La tarántula y los Escorpiones.
El enemigo está justo delante. Detrás, en la desolante inmensidad. Enfrente de mí. Dentro de esos ojos fríos. Tan fríos como bonitos. Rojos. Inyectados en sangre. Helados. Ojos contra ojos. Se puede cortar el frio en la oscuridad. Estamos los dos sentados en el suelo. Ella y yo. Como muchas veces antes. Como en muchas celebraciones. Como en muchas otras batallas. Ejércitos frente a ejércitos. Me mira. Ya lo ha hecho antes así. Con la mirada de un lobo retador al líder de la manada. Y yo… y yo le mantengo la mirada. Sin miedo aparente. Como si no notase su osadía al retarme.
Hemos vivido este ritual muchas otras veces antes. Nunca igual. Con similitudes. Me fija la pupila. Donde sabe que ya tengo las cicatrices. Estoy quieto. Dentro de sus ojos. Están ardiendo en un rojo fuego a pesar del frío invernal de su mirada. Está enfada. Está muy enfadada. No. Está furiosa. Le he hecho daño. Mucho daño. Ella lo sabe. Sabe que le he hecho daño. Como muchas veces antes. Se lo he hecho. Sí. Le he clavado otro puñal. Como nunca de esta forma. Uno que dejará una cicatriz grande si consigue curarse. Como otras marcas que tiene en su cuerpo. No. Peor. En su corazón. Dije lo que dije a sabiendas de que le iba a doler. Que no se le olvide quién es alfa.
Duda. Está duditativa. Sabe que no va a sacar lo que quiere de mí. En el fondo lo sabe. Pero lo quiere. Tiene alguna esperanza. Quiere autoconvencerse de que tiene alguna esperanza. Pero no la tiene. Yo sé que puedo perder. Sí. Lo sé. Estoy listo para ello. Para perder. Pero no para que ella gané. Para eso no. No estoy listo para dejarle ganar. Nunca la dejaré ganar. Nunca. Aunque ella crea que sí. No hay otra opción para mí. Solo me queda ver el desenlace. Morir com un alfa. Está en su mano. En sus ojos. Rojos. Así que… yo le devuelvo la mirada. Como ella me mira mí. Pero con el poso que dejan mil batallas peleadas antes.

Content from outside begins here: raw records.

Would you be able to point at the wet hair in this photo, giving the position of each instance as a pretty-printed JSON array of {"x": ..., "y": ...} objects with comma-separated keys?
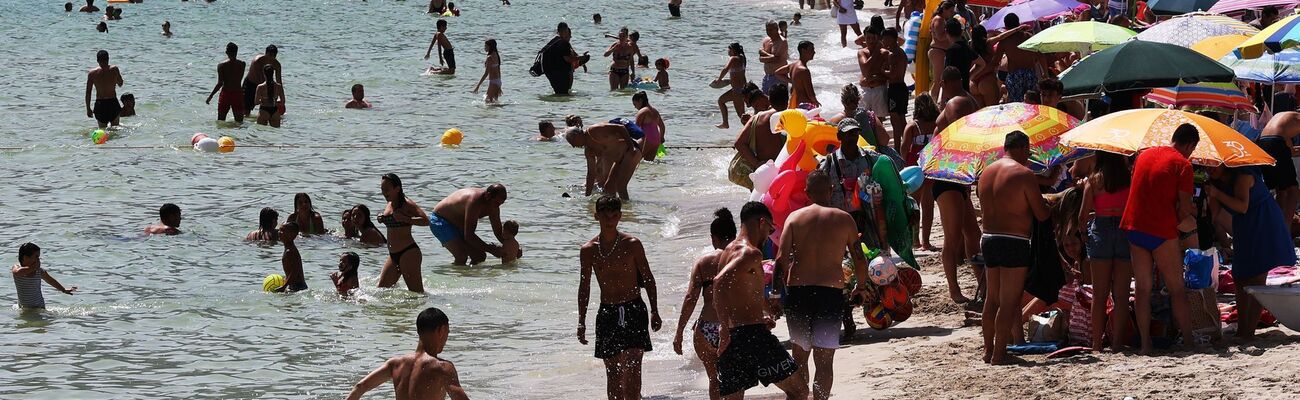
[
  {"x": 1186, "y": 134},
  {"x": 169, "y": 209},
  {"x": 753, "y": 211},
  {"x": 27, "y": 250},
  {"x": 723, "y": 226},
  {"x": 609, "y": 203},
  {"x": 1015, "y": 140},
  {"x": 268, "y": 218},
  {"x": 1113, "y": 170},
  {"x": 924, "y": 108},
  {"x": 429, "y": 321}
]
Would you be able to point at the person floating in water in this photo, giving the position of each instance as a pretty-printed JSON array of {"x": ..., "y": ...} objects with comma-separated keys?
[
  {"x": 169, "y": 221},
  {"x": 420, "y": 374},
  {"x": 27, "y": 275}
]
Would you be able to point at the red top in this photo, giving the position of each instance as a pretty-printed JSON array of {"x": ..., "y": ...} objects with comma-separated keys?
[{"x": 1161, "y": 174}]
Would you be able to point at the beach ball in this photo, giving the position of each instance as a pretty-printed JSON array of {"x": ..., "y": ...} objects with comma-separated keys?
[
  {"x": 207, "y": 146},
  {"x": 879, "y": 317},
  {"x": 272, "y": 283},
  {"x": 883, "y": 270},
  {"x": 196, "y": 138},
  {"x": 99, "y": 137},
  {"x": 910, "y": 278},
  {"x": 226, "y": 144},
  {"x": 453, "y": 137}
]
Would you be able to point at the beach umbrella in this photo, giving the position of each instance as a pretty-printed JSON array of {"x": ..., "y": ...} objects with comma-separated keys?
[
  {"x": 1130, "y": 131},
  {"x": 1139, "y": 64},
  {"x": 1220, "y": 98},
  {"x": 1030, "y": 11},
  {"x": 965, "y": 147},
  {"x": 1277, "y": 68},
  {"x": 1078, "y": 37},
  {"x": 1179, "y": 7},
  {"x": 1275, "y": 38},
  {"x": 1187, "y": 29},
  {"x": 1217, "y": 47}
]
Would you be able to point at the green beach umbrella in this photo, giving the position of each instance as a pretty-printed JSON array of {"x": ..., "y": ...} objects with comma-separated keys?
[
  {"x": 1138, "y": 64},
  {"x": 1078, "y": 37}
]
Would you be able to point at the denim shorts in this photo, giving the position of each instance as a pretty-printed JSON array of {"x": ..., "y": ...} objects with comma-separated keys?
[{"x": 1105, "y": 239}]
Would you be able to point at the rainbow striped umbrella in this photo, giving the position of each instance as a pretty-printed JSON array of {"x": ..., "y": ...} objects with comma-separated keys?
[
  {"x": 1275, "y": 38},
  {"x": 1220, "y": 98},
  {"x": 965, "y": 147}
]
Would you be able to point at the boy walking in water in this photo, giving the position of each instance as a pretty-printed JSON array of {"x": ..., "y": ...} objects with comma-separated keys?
[
  {"x": 620, "y": 266},
  {"x": 420, "y": 374}
]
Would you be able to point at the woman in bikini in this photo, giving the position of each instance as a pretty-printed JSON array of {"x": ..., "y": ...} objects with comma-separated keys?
[
  {"x": 308, "y": 220},
  {"x": 707, "y": 327},
  {"x": 622, "y": 52},
  {"x": 492, "y": 73},
  {"x": 404, "y": 256},
  {"x": 736, "y": 95}
]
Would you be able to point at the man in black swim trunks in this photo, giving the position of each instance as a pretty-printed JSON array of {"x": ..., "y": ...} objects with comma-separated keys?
[
  {"x": 620, "y": 266},
  {"x": 748, "y": 352},
  {"x": 104, "y": 81},
  {"x": 1010, "y": 185}
]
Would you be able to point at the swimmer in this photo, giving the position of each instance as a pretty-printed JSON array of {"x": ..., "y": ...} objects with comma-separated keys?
[
  {"x": 662, "y": 75},
  {"x": 269, "y": 99},
  {"x": 365, "y": 230},
  {"x": 510, "y": 250},
  {"x": 358, "y": 98},
  {"x": 291, "y": 261},
  {"x": 267, "y": 221},
  {"x": 492, "y": 73},
  {"x": 546, "y": 131},
  {"x": 27, "y": 275},
  {"x": 169, "y": 221},
  {"x": 446, "y": 56},
  {"x": 345, "y": 279},
  {"x": 308, "y": 220},
  {"x": 455, "y": 218},
  {"x": 420, "y": 374},
  {"x": 228, "y": 78},
  {"x": 398, "y": 216},
  {"x": 651, "y": 122}
]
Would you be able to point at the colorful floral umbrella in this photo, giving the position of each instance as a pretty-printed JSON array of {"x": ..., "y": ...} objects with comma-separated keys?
[
  {"x": 1220, "y": 98},
  {"x": 1187, "y": 29},
  {"x": 1130, "y": 131},
  {"x": 1078, "y": 37},
  {"x": 1275, "y": 38},
  {"x": 962, "y": 150},
  {"x": 1277, "y": 68}
]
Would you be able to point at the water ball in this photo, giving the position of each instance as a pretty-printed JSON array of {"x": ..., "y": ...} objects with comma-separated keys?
[{"x": 226, "y": 144}]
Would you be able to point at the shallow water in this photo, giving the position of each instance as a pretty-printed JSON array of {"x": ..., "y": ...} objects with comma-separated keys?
[{"x": 185, "y": 317}]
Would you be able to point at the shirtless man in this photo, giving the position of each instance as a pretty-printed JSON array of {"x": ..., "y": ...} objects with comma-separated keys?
[
  {"x": 956, "y": 212},
  {"x": 748, "y": 352},
  {"x": 232, "y": 95},
  {"x": 104, "y": 79},
  {"x": 421, "y": 374},
  {"x": 757, "y": 143},
  {"x": 800, "y": 78},
  {"x": 611, "y": 156},
  {"x": 775, "y": 53},
  {"x": 256, "y": 75},
  {"x": 872, "y": 62},
  {"x": 651, "y": 122},
  {"x": 169, "y": 221},
  {"x": 622, "y": 338},
  {"x": 455, "y": 218},
  {"x": 813, "y": 246},
  {"x": 1022, "y": 65},
  {"x": 1008, "y": 227}
]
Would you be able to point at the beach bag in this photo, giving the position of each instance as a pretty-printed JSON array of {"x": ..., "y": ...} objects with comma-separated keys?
[{"x": 911, "y": 35}]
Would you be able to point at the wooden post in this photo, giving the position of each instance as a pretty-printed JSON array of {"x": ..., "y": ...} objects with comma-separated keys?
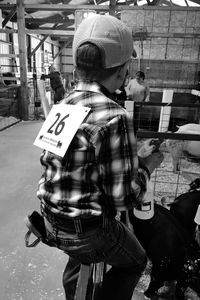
[
  {"x": 165, "y": 111},
  {"x": 22, "y": 60}
]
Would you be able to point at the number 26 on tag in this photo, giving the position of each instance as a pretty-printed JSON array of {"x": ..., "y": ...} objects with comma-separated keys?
[{"x": 60, "y": 127}]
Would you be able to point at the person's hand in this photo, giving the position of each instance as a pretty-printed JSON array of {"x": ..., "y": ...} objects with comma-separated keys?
[
  {"x": 42, "y": 77},
  {"x": 146, "y": 149}
]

Dolor. Es lo que siente. Sé que lo siente. Lo veo en sus ojos. No lo veo. Lo escucho en sus ojos. Lo leo en sus ojos. Ha escrito allí su dolor. En su pupila. Roja. En su rabia. Roja. Está escrito en grandes azulejos dentro de su mirada. Esa mirada roja. En el fuego. En la inmensa soledad invernal en la que está ese fuego rojo de sus ojos. Lo veo con total claridad. No parpadea. Y pienso en lo bonitos que están sus ojos así. Rojos. Están vivos. Más que nunca. Están ardiendo. Quemando queroseno para competir con el infierno. No va a ceder esta vez. No va a controlar ese fuego. No esta vez. Va a atacar con vehemencia descontrolada. A la desesperada. Como si fuera una metáfora recursiva. Me va a doler. Me preparo para ello.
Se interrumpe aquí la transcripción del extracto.